Peresmian pembangunan itu dilakukan langsung oleh Pramono. Dia menyebutkan, proses pembangunan itu cukup panjang, karena diusulkan sejak 2022 lalu. Gedung sentra pelayanan itu merupakan bagian penting dari upaya PT PAM JAYA meningkatkan kualitas layanan sekaligus memperkuat edukasi publik mengenai pengelolaan air yang berkelanjutan.
’’Gedung sebelas lantai ini betul-betul dibutuhkan, untuk memberikan fasilitas kepada masyarakat dan seluruh staf maupun karyawan yang ada di PAM Jaya,’’ terang Pramono.
Pramono menyebut, dari target 100 persen, saat ini cakupan layanan air minum perpipaan PAM JAYA telah mencapai 80,5 persen. Angka itu ditargetkan meningkat menjadi 90 persen pada 2026 dan 100 persen pada 2029, sejalan dengan Pergub DKI Jakarta Nomor 48 Tahun 2025 tentang percepatan layanan air minum perpipaan.
’’Kalau bisa 90 persen di 2026, saya yakin 2029 bisa 100 persen dengan kualitas air yang baik,” ujarnya. Pembangunan gedung ini juga menjadi bagian dari penguatan peran PAM JAYA sebagai operator tunggal layanan air minum di Jakarta.
Sementara itu, Direktur Utama PT PAM JAYA Arief Nasrudin menuturkan, gedung tersebut tidak hanya berfungsi sebagai pusat layanan pelanggan, tetapi juga sebagai pusat edukasi air bagi masyarakat.
’’Gedung ini kami bangun sebagai pusat layanan sekaligus pusat edukasi, agar masyarakat semakin memahami pentingnya air minum perpipaan dan konservasi air,” kata Arief.
Sebagai informasi, Gedung Sentra Pelayanan PAM JAYA itu akan dibangun dengan sebelas lantai dengan satu basement, memiliki luas bangunan sekitar 18.800 meter persegi. Nilai investasinya mencapai Rp 259 miliar dan dirancang dengan standar bangunan modern yang tahan gempa.

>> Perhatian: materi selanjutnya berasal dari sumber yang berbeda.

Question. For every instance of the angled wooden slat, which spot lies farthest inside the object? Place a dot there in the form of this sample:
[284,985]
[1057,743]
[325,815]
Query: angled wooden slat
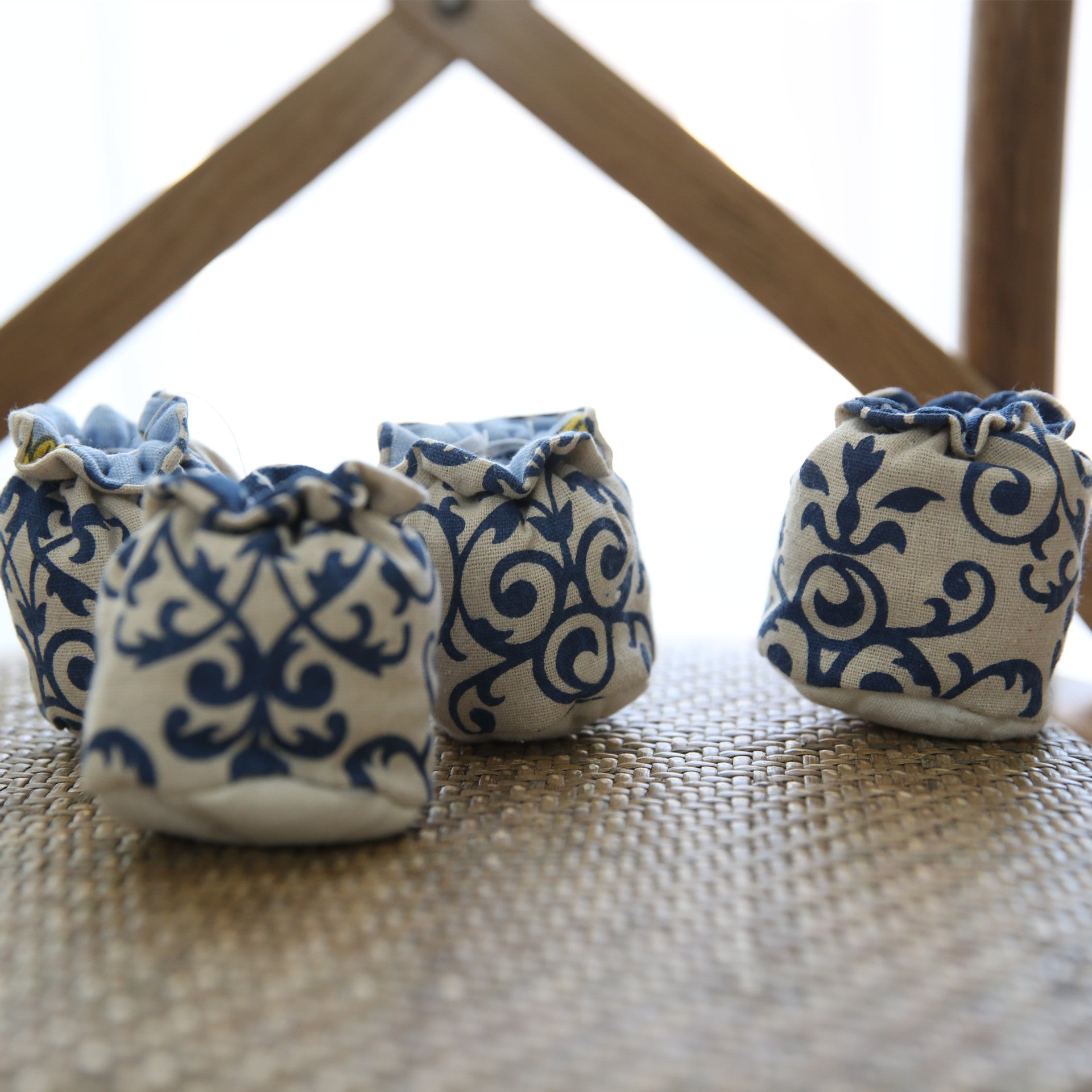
[1012,196]
[1012,192]
[177,235]
[738,229]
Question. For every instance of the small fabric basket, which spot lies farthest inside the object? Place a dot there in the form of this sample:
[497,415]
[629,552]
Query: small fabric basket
[929,562]
[546,615]
[266,660]
[73,500]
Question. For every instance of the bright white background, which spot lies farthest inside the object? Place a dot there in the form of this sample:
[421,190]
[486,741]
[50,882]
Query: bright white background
[464,262]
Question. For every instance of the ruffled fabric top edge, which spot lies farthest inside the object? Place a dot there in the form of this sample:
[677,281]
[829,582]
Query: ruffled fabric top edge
[969,420]
[109,451]
[506,456]
[275,496]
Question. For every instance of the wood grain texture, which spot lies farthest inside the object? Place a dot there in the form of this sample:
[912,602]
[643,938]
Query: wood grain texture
[1016,123]
[103,297]
[738,229]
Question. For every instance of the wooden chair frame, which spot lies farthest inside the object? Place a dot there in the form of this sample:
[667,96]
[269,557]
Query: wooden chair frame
[1012,191]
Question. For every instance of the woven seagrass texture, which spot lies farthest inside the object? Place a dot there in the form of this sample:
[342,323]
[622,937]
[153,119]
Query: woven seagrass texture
[724,887]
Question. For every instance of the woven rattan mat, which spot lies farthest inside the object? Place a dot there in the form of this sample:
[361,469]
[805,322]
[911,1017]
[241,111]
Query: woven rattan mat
[723,888]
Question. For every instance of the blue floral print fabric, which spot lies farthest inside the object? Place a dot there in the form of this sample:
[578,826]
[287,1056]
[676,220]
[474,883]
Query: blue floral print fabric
[73,500]
[929,561]
[546,621]
[266,660]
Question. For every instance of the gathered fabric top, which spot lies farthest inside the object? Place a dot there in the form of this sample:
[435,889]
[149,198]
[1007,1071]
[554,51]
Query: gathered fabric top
[286,496]
[109,451]
[506,456]
[969,420]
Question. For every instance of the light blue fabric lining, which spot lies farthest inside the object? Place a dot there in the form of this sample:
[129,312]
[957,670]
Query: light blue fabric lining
[505,456]
[510,441]
[114,452]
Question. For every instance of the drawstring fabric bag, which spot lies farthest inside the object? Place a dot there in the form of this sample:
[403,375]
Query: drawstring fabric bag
[929,562]
[266,659]
[73,500]
[546,615]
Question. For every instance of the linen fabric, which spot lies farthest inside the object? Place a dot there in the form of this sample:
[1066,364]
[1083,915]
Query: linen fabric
[266,660]
[73,500]
[929,562]
[546,619]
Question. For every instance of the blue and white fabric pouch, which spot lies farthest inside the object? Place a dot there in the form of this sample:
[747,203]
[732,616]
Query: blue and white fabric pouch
[929,562]
[266,660]
[546,605]
[73,500]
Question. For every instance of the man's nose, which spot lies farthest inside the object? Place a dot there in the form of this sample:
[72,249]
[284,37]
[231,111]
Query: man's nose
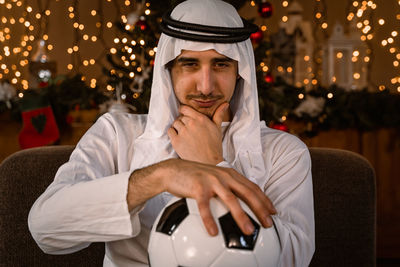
[206,82]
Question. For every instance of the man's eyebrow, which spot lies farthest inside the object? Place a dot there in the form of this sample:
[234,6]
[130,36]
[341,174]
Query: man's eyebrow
[223,59]
[186,59]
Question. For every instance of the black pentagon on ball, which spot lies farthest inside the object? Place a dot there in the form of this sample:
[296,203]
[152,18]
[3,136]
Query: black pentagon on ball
[234,237]
[172,216]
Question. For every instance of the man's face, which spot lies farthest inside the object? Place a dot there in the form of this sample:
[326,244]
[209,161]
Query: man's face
[204,79]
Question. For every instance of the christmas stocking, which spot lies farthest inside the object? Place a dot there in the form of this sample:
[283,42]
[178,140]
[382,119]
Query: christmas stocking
[39,124]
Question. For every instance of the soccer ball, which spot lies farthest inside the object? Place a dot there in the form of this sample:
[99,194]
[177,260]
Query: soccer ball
[179,238]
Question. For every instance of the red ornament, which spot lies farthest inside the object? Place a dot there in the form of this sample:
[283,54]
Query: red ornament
[142,24]
[257,37]
[268,78]
[280,126]
[265,9]
[43,84]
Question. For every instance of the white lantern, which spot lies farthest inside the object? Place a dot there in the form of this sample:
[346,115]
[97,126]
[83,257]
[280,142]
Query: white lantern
[345,60]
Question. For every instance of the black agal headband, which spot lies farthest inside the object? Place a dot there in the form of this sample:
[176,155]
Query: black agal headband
[174,28]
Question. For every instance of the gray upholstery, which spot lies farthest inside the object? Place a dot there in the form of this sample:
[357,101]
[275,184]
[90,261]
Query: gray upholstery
[344,196]
[345,208]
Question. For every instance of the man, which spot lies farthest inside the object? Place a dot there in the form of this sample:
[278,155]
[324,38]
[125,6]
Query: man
[202,138]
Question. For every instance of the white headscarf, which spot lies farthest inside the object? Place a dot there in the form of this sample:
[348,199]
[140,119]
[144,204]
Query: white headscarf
[241,146]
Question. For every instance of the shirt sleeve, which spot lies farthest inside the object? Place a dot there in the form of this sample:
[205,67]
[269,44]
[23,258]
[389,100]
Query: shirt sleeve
[87,200]
[290,190]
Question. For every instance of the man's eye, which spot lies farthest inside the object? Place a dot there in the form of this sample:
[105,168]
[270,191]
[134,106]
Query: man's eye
[189,64]
[221,65]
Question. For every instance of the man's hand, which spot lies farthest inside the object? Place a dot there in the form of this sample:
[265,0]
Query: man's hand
[201,182]
[197,138]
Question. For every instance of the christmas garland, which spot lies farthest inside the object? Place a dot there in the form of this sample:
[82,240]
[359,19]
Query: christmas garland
[328,108]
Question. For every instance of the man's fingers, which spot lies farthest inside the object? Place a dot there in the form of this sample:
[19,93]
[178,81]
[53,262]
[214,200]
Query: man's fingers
[238,214]
[172,133]
[255,199]
[208,220]
[219,114]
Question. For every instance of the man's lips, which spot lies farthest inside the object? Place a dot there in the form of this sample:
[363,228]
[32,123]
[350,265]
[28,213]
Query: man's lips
[204,103]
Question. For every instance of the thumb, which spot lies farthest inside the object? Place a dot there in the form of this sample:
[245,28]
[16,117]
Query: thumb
[219,113]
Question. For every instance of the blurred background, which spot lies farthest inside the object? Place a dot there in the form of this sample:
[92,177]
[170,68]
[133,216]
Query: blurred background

Salah satu fungsi utama gedung tersebut adalah Pusat Edukasi Air, yang akan menjadi sarana pembelajaran mengenai siklus air, manfaat air perpipaan, konservasi air, serta pentingnya mengurangi penggunaan air tanah. Fasilitas ini ditujukan bagi pelajar, komunitas, hingga masyarakat umum.
Selain itu, gedung ini juga menjadi sentral layanan terpadu yang mengintegrasikan layanan pelanggan, call center, koordinasi antar divisi, hingga pusat pengawasan operasional melalui war room dan command center.
’’Kehadiran pusat layanan fisik ini tetap relevan untuk mendukung sistem pelayanan hybrid, baik daring maupun luring,’’ imbuhnya.
Lebih lanjut, Arief menyebutkan, dari sisi desain, gedung itu mengusung konsep arsitektur “Urban Water Falling” dengan pemanfaatan cahaya alami secara maksimal untuk mendukung efisiensi energi. Proyek ini ditargetkan rampung dalam waktu sekitar 590 hari.